Using this media for a show
In 2016, a group of us collaborated on a special devised work. It was about humanity and life in a changing, unpredictable environment. We deliberately broke the traditional model of mounting a show, in order to discover new innovations on devising performance. We had a playwright, a composer, myself as the visual designer, a choreographer/performer, a dancer, and a vocalist. We workshopped for most of that summer, and everyone contributed any ideas that they had; there were no barriers based on job titles. For this show, we worked with greater resources than in the simple workshop a year before. Nothing lavish, but good tools. The core was a Dataton Watchout System. We had three computers linked together. One for show-control, one to serve media, and a third. The third computer ran third-party applications, including software that reacted to audio events, and the same sort of media that I built in BASIC. The Watchout system allowed me to layer the 3rd party media into the mix as a video input. It allowed chroma-key, blend-modes,and transparency. Combined with other media, the effects become richer, more interesting illusions.

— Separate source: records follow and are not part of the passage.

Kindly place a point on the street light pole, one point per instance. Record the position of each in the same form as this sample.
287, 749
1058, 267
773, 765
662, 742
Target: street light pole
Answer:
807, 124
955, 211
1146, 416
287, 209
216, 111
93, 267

A different kind of control
In 2016, I handed the control of the tech and the media over entirely to a team of students, who did an exceptional job of running the show. In 2019, the show was accepted for performance as a part of the Prague Quadrennial’s PQ Studio: Festival series. We remounted it with a partially new cast. It was retooled a bit to avoid having to take any physical scenery along. With no set, the visuals were projected only on the messy cement walls of the performance space in Prague, plus a pale-gray dance floor.
I got to control it myself this time.
This time, I didn’t have to hand off control of the media. I was half of the running crew, Stage manager Alice Shea ran the show-control system, with music, video cues, and the orchestration of all of the different media inputs
The mindset is much more like playing a musical instrument, or operating a puppet, than running any kind of tech. While I am operating this media, I am as much as part of the performance as any dancer on the stage.
This is what really sets this specific method of media control apart from any other kind; even the BlackTrax systems that I love. This media can do more than simply react to performers. It has the ability to surprise them a little, to push back against what they are doing.
It allows the scenographic space itself to join in on the work, as a collaborative performer.
It allows the scenographic space itself to join in on the work, as a collaborative performer. It is as fulfilling of an experience as a designer as anything I have known.